The focus is clearly on the 2 day summit beginning tomorrow in Europe, and European Union leaders are now clearly divided ahead of the meeting on how to stem the bloc’s spreading debt crisis. ?

The euro is continuing to lose ground against all the major currencies including the US dollar and this is providing a significant boost to the German economy with manufacturing companies and exporters doing near record levels of business. We believe the strong German economy is deceiving the German population into thinking that the Eurozone debt crisis has bypassed them.

If the Euro falls below 1.20, other central banks could be prompted to also competitively devalue their exchange rates. Quantitative easing would be the most effective way of achieving this. 

Of course this is a false sense of security and in the event that the Italian and Spanish economies unravel further, recession will begin to bite the German economy as well. But by then it will be too late for Germany to try and turn the ship around. Angela Merkel’s continued intransigence is disturbing to say the least.

With the euro under downward pressure and likely to test the key 1.20 level in the near term,  We think the other central banks in the US, Japan, China and Australia will also be tempted to ease their exchange rates. The central banks (with the exception of Australia) will be increasingly of the view that further quantitative easing is justified now that inflation is all but subdued.
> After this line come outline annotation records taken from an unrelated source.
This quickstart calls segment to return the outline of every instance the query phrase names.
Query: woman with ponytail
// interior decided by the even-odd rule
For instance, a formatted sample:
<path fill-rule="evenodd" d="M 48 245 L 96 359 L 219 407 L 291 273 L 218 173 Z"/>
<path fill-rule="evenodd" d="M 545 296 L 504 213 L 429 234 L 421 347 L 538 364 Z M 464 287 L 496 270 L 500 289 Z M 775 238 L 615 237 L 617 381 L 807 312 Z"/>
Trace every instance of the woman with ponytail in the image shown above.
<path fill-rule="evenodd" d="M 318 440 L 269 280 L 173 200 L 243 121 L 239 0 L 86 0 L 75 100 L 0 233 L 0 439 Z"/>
Gold is holding in above $1570, and whilst it is too early to say if the correction that began back in 2011 is over, we can expect a significant breakout of the converging triangle range in due course. The summit or any central bank action over the next few weeks could well prove to be the catalyst. 

  

The overall longer term bull market remains intact and we continue to expect new highs within 12 to 18 months and possibly before the end of the year. 

 In the event this week’s summit does no deliver at least a high-level agreement on greater fiscal and financial integration across the euro area, we can expect more volatility across the markets. The totally perplexing fact is that the Dow/S&P500 have held up so well whilst the VIX remains under 20. This is totally incongruent with the wider prevailing pessimism.

Perhaps the bark is going to be worse than the bite?